I already have a chin implant and its my second one but I have these dents on the side. My doctor wants to place fat injections. I am scared because I believe fat injections are permanent. What happens if I am unhappy? What can I do to get this right. I am now working with a very famous doctor and I had to wait 4 months to finally get to see him. This is what he is suggesting as he does not want me to continue to remove my implant. Should I be comfortable with his recommendation?
What Happens if I Don't Like the Way my Chin Looks with Fat Injections?
Doctor Answers (3)
Facial fat grafting.
My first question is why do you have the dents? Is there a step off deformity that is visible from the implant causing this? What plane is the implant in? To answer you question, I sometimes inject saline in the office to show a patients what it would like filled before commiting to the fat grafting if it is a smaller area. Fat grafting could leave it own set of problems behind but most often can softly correct contour irregularities. 50% of the grafts tend to survive on average and with new techniques we are seeing greater survival rates. If you are unhappy with the result it can be challenging to fix it.

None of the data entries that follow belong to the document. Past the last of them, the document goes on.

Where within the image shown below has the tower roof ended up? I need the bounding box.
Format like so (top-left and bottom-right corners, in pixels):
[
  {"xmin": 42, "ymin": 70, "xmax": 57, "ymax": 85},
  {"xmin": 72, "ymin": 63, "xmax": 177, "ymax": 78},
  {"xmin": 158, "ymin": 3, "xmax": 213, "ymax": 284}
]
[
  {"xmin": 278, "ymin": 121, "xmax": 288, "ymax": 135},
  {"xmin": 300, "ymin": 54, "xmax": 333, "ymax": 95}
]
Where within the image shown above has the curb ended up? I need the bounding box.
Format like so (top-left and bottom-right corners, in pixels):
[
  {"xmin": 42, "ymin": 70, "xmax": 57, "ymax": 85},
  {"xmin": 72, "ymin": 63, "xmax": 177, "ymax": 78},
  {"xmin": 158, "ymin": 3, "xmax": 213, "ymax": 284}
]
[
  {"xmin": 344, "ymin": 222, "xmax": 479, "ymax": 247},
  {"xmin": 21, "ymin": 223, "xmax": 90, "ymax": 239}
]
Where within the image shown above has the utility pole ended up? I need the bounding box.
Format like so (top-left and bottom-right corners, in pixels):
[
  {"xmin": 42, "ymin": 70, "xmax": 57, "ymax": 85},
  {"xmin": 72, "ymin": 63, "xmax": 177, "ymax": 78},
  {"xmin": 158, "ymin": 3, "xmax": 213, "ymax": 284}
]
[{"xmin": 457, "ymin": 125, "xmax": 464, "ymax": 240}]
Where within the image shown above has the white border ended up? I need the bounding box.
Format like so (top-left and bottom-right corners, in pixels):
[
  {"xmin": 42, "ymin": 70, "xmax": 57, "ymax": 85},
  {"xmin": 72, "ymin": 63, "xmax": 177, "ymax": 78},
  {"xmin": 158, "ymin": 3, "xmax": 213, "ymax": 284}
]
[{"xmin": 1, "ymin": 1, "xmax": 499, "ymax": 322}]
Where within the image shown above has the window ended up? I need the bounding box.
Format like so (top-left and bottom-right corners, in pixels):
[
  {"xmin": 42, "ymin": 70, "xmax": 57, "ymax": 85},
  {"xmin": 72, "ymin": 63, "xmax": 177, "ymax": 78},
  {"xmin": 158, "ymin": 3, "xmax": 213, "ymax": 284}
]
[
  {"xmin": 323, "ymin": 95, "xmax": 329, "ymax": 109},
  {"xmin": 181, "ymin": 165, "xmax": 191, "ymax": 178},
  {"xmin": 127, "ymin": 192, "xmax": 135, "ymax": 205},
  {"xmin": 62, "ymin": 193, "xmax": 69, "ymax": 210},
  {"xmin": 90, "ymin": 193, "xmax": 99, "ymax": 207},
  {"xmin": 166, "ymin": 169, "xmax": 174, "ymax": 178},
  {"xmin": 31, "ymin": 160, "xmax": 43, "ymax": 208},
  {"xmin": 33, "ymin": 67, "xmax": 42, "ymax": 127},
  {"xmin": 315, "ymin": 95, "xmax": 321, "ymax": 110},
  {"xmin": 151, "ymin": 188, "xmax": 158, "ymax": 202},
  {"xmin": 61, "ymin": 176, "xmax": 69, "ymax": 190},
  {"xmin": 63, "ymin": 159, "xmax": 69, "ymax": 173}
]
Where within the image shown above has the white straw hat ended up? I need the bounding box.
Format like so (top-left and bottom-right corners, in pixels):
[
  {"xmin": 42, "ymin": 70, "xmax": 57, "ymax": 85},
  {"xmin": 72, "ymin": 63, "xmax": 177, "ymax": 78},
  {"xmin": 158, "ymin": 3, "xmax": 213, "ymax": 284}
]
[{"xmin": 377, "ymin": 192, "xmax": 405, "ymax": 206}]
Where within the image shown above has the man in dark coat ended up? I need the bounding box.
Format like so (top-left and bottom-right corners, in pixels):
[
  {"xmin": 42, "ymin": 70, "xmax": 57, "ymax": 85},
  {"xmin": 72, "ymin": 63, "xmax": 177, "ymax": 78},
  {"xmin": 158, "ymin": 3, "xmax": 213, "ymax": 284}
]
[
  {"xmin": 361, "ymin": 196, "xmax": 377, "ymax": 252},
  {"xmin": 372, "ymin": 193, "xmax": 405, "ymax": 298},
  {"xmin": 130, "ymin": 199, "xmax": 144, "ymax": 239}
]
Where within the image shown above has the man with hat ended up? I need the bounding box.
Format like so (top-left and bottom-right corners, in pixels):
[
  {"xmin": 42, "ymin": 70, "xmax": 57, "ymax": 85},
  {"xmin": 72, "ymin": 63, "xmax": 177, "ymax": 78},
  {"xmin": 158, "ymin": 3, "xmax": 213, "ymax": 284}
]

Chin implant and fat injections
Thank you for your question. You raise a good point about fat injections - they may be permanent. That characteristic is both an advantage and a disadvantage of fat transfer. Dr. Lund's suggestion is reasonable and frequently employed. Your area of concern may be treated with a temporary filler to see if you find the change satisfactory. If you approve of the change imparted by the filler, then a potentially permanent treatment (such as fat transfer) may be employed with more confidence. An additional benefit of using a hyaluronic-acid based filler is that the effects may be reversed using hyaluronidase. I hope that helps.
Chin Implant and Fat Injections
First, are you happy with everything about your chin implant except for the "dents" at the sides? If you like the projection and the position and the profile look it gives you, then you most likely do not need a new implant. Sometimes with chin implants, even the "anatomical" ones, there can be a small visible step-off where the edge of the implant is. This can be particularly a problem in very thin patients who lack the camouflage to hide the implant edge. Fat transfers do work well if done correctly to hide these dents caused by the implant edges but you are correct in that fat once in, is hard to get out. Try this first, ask your plastic surgeon to use a filler such as Juvederm or Radiesse to show you what the result would be if you had a fat transfer performed. If you like the result, when the filler goes away-and it will, then you can proceed with your fat transfer. If you don't like the result, then you know that a fat transfer will not be the answer and in fact, a chin implant may not be the answer. By using the filler trial first, you will burn no bridges and it will help you know which direction may be correct for you. Good Luck.